Sur les pas de Michael Moore

Avec ce fil rouge, Locarno tombe pile dans l’air du temps et suit la tendance marquée par le succès populaire et la Palme d’Or à Cannes de Fahrenheit 9/11, le film de Michael Moore sur le président américain George Bush.

«Encouragé par l’actualité, le documentaire a fait un retour en force», commente Irene Bignardi, directrice du festival et ancienne journaliste.

«Nous avons commencé à préparer cette rétrospective il y a un an déjà. La Palme d’Or attribuée à Michael Moore nous a donné raison. Elle a démontré que nous avions choisi un thème important.»

A noter que le premier film du réalisateur américain, Roger et Moi, sera projeté dans le cadre de «News Front».

Moins américano-centriste

Autre ligne qui s’impose à Locarno au fil des ans: l’ouverture. Autrement dit, on s’éloigne de Hollywood ou, du moins, on va voir ailleurs.

Le choix du film rendant hommage à Marlon Brando, décédé cette année, va dans le même sens. Dans la filmographie de Marlon Brando, Queimada de Gillo Pontecorvo – qui sera lui-même à Locarno – «s’ancre dans une prise de distance envers Hollywood».

Même la Piazza Grande, tournée vers un cinéma grand public, suit cet adage.
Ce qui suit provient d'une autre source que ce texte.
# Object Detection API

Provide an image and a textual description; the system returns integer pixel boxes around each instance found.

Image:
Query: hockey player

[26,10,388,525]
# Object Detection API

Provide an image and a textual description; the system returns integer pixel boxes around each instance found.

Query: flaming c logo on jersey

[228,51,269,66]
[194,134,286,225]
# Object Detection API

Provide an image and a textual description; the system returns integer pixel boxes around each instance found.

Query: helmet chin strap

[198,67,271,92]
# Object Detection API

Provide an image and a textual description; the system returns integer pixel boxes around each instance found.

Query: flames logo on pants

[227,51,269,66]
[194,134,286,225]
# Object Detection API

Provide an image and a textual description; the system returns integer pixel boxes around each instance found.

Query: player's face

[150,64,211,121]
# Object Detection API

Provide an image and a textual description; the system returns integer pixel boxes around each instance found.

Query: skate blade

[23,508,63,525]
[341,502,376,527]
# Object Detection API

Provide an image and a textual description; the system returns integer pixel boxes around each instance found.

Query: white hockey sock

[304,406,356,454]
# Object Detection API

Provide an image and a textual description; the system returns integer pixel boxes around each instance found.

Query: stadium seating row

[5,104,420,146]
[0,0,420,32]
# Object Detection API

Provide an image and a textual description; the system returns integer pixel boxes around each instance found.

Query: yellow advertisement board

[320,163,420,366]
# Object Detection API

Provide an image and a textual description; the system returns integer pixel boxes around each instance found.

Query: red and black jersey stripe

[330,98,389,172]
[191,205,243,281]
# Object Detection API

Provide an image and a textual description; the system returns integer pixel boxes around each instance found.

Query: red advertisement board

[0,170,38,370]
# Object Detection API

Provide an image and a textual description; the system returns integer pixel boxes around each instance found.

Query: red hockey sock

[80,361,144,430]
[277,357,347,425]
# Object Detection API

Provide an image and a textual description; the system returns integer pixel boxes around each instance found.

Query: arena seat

Dans le préambule à la présentation du programme, signé Irene Bignardi, l’allusion est claire.

«Il y a un cinéma qui est bien fait sans être artificiel, qui est grand public sans être à la mode, qui utilise un langage accessible sans tomber dans la banalité, qui génère des recettes sans en faire son but exclusif et qui se nourrit d’idées en plus d’action.»

Portes ouvertes au Mékong

«C’est le devoir d’un festival comme Locarno de parcourir le monde, pour en donner une représentation moins euro- ou américano-centriste», ajoute Irene Bignardi.

Après Cuba en 2003, Locarno s’ouvre cette année au Mékong. En collaboration avec le ministère suisse des Affaires étrangères, il présente une série consacrée aux films du Cambodge, du Laos et du Vietnam, avec notamment la projection de trois films rares réalisés par… Son Altesse Norodom Sihanouk, roi du Cambodge.

swissinfo, Alexandra Richard

Le 57e Festival international du film de Locarno se tient du 4 au 14 août 2004.
En compétition internationale 18 films sont présentés, provenant de 17 pays et en 21 langues.
Un film suisse: Promised Land.

– Cette année, Locarno se tourne vers le cinéma du réel.

– Plusieurs films engagés et documentaires sont programmés.

– La rétrospective «News Front» se consacre au journalisme dans le cinéma.

– Carl Bernstein, qui a révélé le scandale du Watergate avec Bob Woodward, sera présent.

– Le jury est présidé par le photographe René Burri.